Low-carb diets such as South Beach and Atkins are still hanging around, but they’re not the rock stars they once were. Can keto sustain its momentum?

In consumer research, Dang found that 40% of people are sustained keto devotees, while another 40% consider themselves “lazy keto” consumers. “They don’t count every single carb and they go on and off diets,” says Kitirattragarn. “It’s a very hard diet to engage because you’re forced to count calories, macros, and people don’t want to do that. If they prepare keto entrees, that’s more work.”

That’s where packaged snacks have an opportunity: making keto easy for consumers.

Lyons Wyatt says retailers can build healthy-eating endcaps or create digital message boards touting healthy food departments, with keto integrated into it. “Some larger retailers are putting dietitians and nutritionists on-site to guide customers on eating goals,” she says. “It’s an expense, but when you measure the cost and the long-term payoff, it’s a strategy that can pay for itself.” (See sidebar, below.)

Specialized diet or not, people are seeking products with clean, transparent values, as many scrutinize ingredient lists. “Watching people shop for jerky, they grab the bag and squeeze it to make sure the meat is tender and there are not hard pieces,” says Frantz of Jack Link’s.

Krupa of The Goods Mart says some customers are obsessed with a ketogenic diet, while others are not as indoctrinated.
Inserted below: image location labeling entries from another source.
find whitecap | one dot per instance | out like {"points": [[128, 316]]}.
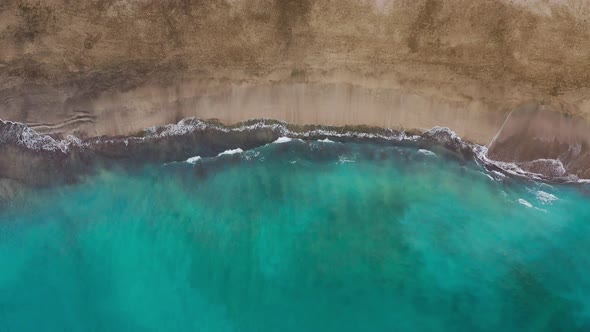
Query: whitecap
{"points": [[193, 160], [525, 203], [426, 152], [283, 139], [345, 159], [546, 198], [230, 152]]}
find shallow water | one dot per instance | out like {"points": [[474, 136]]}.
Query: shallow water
{"points": [[299, 236]]}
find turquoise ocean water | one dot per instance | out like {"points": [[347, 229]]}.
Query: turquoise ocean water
{"points": [[299, 236]]}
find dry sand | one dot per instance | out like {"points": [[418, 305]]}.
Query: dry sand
{"points": [[114, 67]]}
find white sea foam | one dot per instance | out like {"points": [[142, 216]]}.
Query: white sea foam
{"points": [[343, 159], [193, 160], [525, 203], [283, 139], [23, 135], [546, 198], [230, 152], [426, 152]]}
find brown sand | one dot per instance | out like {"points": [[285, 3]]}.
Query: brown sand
{"points": [[114, 67]]}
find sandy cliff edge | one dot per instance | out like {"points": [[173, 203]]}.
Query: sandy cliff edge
{"points": [[115, 67]]}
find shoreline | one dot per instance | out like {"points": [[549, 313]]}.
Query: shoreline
{"points": [[30, 159]]}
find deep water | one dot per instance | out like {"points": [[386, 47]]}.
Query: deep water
{"points": [[299, 236]]}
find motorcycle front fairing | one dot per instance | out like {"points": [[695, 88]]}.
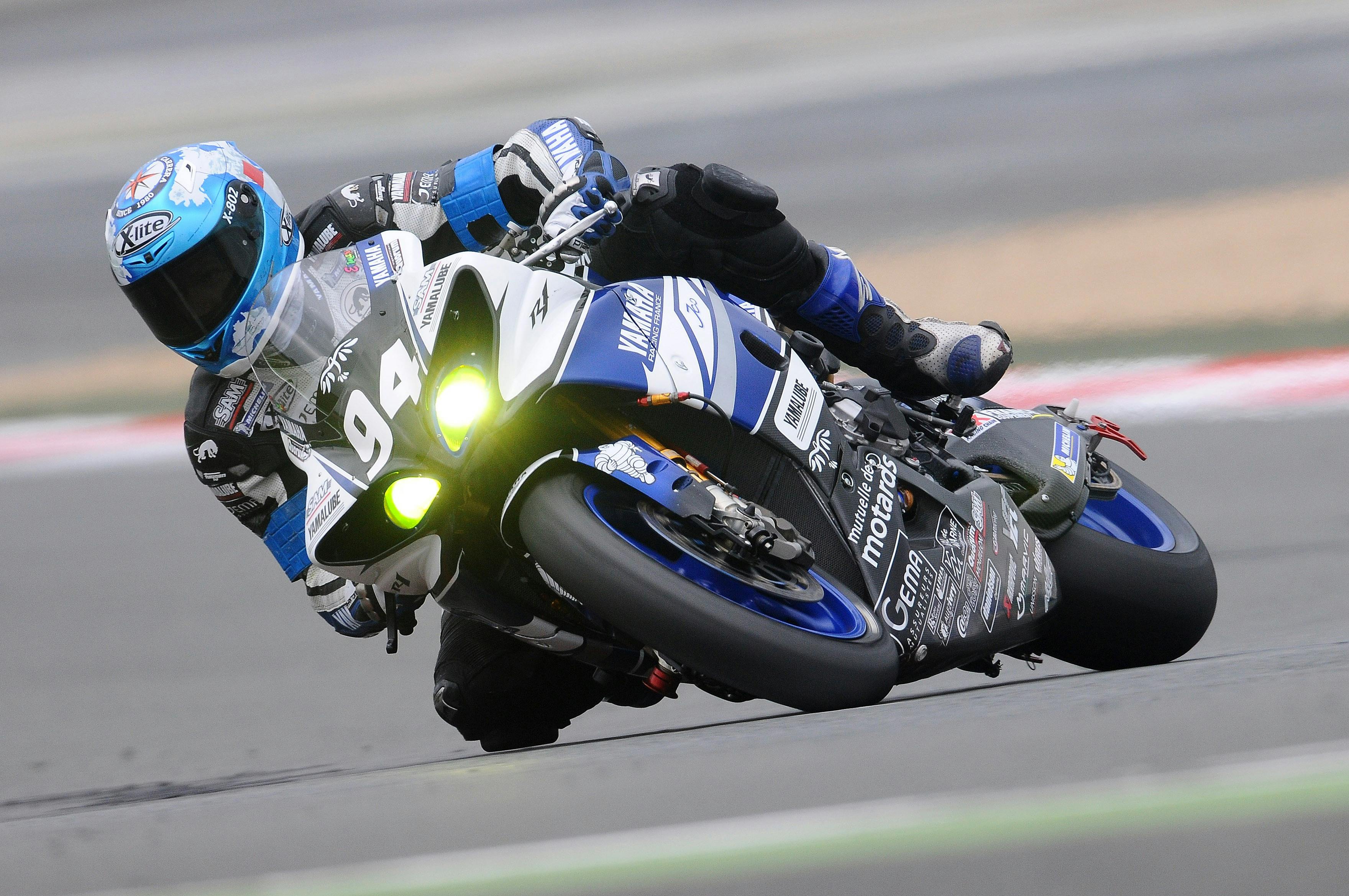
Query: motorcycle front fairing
{"points": [[343, 369]]}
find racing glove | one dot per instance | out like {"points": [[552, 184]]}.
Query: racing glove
{"points": [[353, 610], [599, 179]]}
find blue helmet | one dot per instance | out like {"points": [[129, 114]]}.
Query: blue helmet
{"points": [[194, 238]]}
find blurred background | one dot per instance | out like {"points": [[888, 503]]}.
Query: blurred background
{"points": [[1160, 181]]}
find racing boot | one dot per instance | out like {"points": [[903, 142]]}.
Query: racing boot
{"points": [[502, 693], [721, 226]]}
In many ways, the diet seeks them out rather than the other way around—a back door way of engaging, with retailers facilitating.

“People tend to go on their own eating adventures to find out what works for them,” she says.

Guiding Consumers to Informed Choices

To introduce the uninitiated to snacks with paleo-, vegan- and ketofriendly ingredients—and encourage trial—The Goods Mart stores in Silver Lake, Calif., and New York have introduced “Discovery Zone” endcaps. Featuring brands such as Epic Provisions and Dang Bars, The Goods Mart Discovery Zones bring in new users to a brand, a category or even a diet, says owner Rachel Krupa.

Eric Richard, education coordinator for the International Dairy Deli Bakery Association, Madison, Wis., says c-stores can connect with consumers who might be in specialized diet mode via messaging and POS techniques. “C-stores are smaller formats, so I would use that to their advantage, and there can never be too much messaging as it relates to traditional signage and digital POP displays,” he says. “Overall, people on a keto diet already have a sense of what they want, so make it easy for them to find the products with those high-protein and higher ‘good fat’ attributes.”

In fact, the fat-centric profile that underpins keto brings a concern about recruiting those who have developed a stigma about fatty foods—even the good fats such as monounsaturated and polyunsaturated.

Some believe that the right communication and education can change minds. “Fat is no longer a bad word as more consumers are looking for products with real ingredients, and ‘good’ fat is part of that mission,” Richard says.

For example, bread suffered a stigma for years with some consumers, thanks to low-carb diets. “But you can convert that mindset by stressing the breads that are made with natural, simple ingredients with no preservatives or colors,” says Richard. “And to stress that it’s OK to have real sugar in a diet. Focus on the fat payoff via marketing. You are seeing more and more U.S. consumers seeking natural fats.”